In a wave of cyberattacks that started last week, a new ransomware gang tracked as ‘N3TW0RM’ is targeting predominantly Israeli companies.
According to Israeli media company Haaretz, at least four Israeli companies and one non-profit organization have been breached by the attackers.
N3TW0RM has created a data leak website where they would leak stolen files if their victims don’t pay a ransom within a certain time period.
The ransomware gang has already listed H&M Israel and Veritas Logistic’s networks as victims of the data leak. The threat actor already leaked a portion of the Veritas’ data allegedly stolen during the attack.
The ransomware gang did not ask for a large ransom compared to other enterprise-targeting attacks. Haaretz reports that hackers demanded three bitcoin from Veritas (approximately $173,000).
Israeli cybesrecurity researchers say that the N3TW0RM ransomware attack is similar to the Pay2Key attacks that took place in November 2020 and February 2021.
Pay2Key has been linked to Fox Kitten, an Iranian nation-state hacking group. The N3TW0RM attacks have not been attributed to any known hacking group yet.
Due to the low ransoms and lack of response to negotiations, Israeli cybersecurity experts believe the purpose of N3TW0RM is to spread chaos in Israel. However, Arik Nachmias, CEO of Honey Badger Security, believes the N3TW0RM attacks are motivated by money.

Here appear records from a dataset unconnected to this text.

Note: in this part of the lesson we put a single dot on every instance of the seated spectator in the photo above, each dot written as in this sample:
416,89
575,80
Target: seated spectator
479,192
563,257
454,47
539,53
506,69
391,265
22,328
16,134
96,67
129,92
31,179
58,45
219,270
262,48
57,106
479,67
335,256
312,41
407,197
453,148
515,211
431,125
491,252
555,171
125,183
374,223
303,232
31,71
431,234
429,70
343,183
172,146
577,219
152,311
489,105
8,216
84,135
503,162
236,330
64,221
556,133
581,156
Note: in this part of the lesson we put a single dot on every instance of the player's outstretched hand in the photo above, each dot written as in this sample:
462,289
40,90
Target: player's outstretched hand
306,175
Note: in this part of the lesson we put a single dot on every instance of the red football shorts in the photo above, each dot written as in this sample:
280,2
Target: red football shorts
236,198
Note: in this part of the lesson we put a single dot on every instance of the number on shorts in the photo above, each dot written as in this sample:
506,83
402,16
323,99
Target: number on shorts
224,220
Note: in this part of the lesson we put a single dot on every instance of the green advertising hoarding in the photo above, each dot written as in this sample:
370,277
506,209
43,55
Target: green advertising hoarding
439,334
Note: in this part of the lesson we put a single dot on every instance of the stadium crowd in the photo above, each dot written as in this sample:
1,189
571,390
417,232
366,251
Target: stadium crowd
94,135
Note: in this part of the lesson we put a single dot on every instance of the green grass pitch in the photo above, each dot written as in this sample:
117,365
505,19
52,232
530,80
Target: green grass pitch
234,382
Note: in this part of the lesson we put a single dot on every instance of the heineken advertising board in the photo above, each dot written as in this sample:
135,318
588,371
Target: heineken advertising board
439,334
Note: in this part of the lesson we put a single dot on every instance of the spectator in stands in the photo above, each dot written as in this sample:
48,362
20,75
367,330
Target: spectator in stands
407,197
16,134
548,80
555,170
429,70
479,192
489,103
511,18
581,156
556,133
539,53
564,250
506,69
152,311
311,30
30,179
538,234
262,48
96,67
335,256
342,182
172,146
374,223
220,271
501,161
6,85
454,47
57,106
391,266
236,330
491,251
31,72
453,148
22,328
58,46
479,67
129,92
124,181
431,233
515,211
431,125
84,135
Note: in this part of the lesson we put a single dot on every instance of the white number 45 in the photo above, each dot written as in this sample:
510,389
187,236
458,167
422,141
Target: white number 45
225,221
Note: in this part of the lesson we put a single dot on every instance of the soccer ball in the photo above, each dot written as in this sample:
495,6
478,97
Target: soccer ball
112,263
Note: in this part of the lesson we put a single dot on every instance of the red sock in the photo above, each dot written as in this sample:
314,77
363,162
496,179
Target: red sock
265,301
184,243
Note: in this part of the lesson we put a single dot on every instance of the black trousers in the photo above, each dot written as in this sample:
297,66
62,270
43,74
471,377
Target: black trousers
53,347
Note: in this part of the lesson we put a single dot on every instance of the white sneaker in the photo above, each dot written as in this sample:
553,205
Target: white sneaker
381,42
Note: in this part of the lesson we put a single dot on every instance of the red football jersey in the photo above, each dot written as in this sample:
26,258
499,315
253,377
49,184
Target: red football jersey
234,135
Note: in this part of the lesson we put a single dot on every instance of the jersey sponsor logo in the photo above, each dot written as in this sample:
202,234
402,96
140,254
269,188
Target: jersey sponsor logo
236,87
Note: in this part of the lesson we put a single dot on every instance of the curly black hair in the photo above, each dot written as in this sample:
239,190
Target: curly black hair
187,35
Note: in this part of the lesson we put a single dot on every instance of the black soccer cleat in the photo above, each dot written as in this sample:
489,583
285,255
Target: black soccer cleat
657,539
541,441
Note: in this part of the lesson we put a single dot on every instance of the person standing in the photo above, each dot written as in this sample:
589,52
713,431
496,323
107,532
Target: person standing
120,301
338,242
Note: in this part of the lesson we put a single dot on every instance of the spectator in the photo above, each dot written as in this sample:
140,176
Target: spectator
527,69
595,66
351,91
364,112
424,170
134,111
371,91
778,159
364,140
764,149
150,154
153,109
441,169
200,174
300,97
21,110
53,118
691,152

To encrypt files on the compromised network, threat actors usually distribute a standalone ransomware tool. N3TW0RM uses a different approach that allows the threat actor to keep the whole ransomware operation within the victim’s network and prevent being traced back to a remote command & control server. Though more secretive, this method also adds complexity and could allow a victim to recover their decryption keys, BeepingComputer’s Lawrence Abrams says.